Participants found the form difficult to understand overall and said information about the risks was overwhelming and confusing, particularly information about the risks of general anesthesia, which is included in most medical consent forms in Texas.
“We tend to inundate patients with information, but our research shows that more information is not always the answer. It’s the quality of the messaging, not the quantity, that enables people to manage health information,” she said.
Donovan-Kicken and the state panel agreed that the section on the risks of general anesthesia should be removed from the consent forms and put into a separate, more specific form. She also advised removing medical jargon and including clear and concise language.
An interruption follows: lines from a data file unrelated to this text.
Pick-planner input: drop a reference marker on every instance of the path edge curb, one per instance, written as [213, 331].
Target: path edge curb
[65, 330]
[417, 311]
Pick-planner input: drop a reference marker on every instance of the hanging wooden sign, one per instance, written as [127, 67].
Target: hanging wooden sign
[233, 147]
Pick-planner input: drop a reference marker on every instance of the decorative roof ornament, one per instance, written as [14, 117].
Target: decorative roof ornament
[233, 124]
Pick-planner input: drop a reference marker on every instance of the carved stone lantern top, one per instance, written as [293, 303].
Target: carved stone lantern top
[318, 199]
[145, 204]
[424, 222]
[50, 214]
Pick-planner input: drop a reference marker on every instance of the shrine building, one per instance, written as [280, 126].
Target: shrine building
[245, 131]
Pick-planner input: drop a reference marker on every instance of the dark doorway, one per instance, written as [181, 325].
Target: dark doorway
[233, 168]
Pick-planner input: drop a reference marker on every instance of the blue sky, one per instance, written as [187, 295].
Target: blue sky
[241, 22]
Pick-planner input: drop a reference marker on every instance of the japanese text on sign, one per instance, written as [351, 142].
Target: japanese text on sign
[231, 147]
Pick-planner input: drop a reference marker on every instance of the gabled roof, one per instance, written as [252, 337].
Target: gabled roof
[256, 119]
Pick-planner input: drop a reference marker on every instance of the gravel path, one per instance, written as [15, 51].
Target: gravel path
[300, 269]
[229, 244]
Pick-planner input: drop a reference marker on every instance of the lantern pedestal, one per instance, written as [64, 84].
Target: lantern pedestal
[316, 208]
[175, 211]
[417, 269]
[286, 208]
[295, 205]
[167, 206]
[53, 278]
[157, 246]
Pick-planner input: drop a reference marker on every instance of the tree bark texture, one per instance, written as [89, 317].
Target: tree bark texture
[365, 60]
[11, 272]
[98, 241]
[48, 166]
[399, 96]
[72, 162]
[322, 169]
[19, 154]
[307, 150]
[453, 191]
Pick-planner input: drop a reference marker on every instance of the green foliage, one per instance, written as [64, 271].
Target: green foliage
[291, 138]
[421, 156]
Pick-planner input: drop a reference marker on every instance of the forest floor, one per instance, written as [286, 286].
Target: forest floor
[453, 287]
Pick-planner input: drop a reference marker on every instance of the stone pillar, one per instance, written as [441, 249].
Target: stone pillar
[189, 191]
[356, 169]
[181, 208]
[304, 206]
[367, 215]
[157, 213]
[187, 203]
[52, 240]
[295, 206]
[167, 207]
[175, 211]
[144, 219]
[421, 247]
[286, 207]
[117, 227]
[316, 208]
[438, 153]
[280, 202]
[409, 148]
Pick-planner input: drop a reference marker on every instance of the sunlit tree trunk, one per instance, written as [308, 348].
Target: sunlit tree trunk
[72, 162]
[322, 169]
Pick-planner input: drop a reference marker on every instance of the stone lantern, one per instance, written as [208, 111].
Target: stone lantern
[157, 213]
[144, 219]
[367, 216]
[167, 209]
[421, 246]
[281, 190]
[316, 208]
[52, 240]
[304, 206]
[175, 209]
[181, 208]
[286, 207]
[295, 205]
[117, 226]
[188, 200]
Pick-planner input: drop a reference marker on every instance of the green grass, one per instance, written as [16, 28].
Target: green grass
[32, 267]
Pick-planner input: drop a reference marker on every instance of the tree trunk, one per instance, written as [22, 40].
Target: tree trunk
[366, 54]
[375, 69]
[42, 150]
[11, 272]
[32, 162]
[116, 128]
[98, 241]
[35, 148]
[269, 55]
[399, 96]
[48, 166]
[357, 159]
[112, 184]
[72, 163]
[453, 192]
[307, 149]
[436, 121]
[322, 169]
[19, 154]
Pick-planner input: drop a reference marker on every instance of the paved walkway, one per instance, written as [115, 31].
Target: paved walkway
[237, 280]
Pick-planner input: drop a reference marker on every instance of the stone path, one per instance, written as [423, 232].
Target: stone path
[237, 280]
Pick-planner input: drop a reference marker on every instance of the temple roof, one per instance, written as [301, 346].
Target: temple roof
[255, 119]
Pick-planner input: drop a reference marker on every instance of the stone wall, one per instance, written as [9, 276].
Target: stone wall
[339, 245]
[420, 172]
New consent forms could be released next year after a public review process.
She also suggests incorporating photos or illustrations into consent forms, or creating an interactive form on which patients could take a quiz to evaluate their understanding of the procedure and ask further questions.
“If there were an unlimited budget, I would recommend providing patients with iPads or a smartphone application where people could watch a short informational video followed by a quiz. Health care providers would see which questions the patient got wrong and know which risks need further discussion,” she said.
“Health care providers need to think about informed consent as a process that starts when the doctor sees a patient, not when it’s time to sign the consent form.”
Not About Intelligence
Contrary to popular opinion, health literacy does not correlate to intelligence. It does, however, require strong reading, listening and analytical skills and the ability to apply them to a health situation. So while an individual may function well at home and at work, their skills may be inadequate in a health care environment.
“Our research has shown that nearly half of college students struggle with health literacy, so this is not about intelligence,” said Mackert.
Based on research into public perceptions of health literacy, Mackert, Donovan-Kicken and others in the Departments of Advertising and Communication Studies have recently recommended that when creating public health campaigns, researchers and policy makers should include messages to combat the perception that low health literacy equates to low intelligence.
Looking forward, College of Communication researchers hope to study how drug ads are regulated. Currently, advertisements are written to satisfy lawyers and the Food and Drug Administration and are extremely confusing.
“These ads have the opportunity to serve as an educational tool to raise awareness of symptoms of illness,” said Mackert. “Unfortunately, they’re written in a way that leaves out the people who could most benefit from them — people who don’t see a doctor regularly.”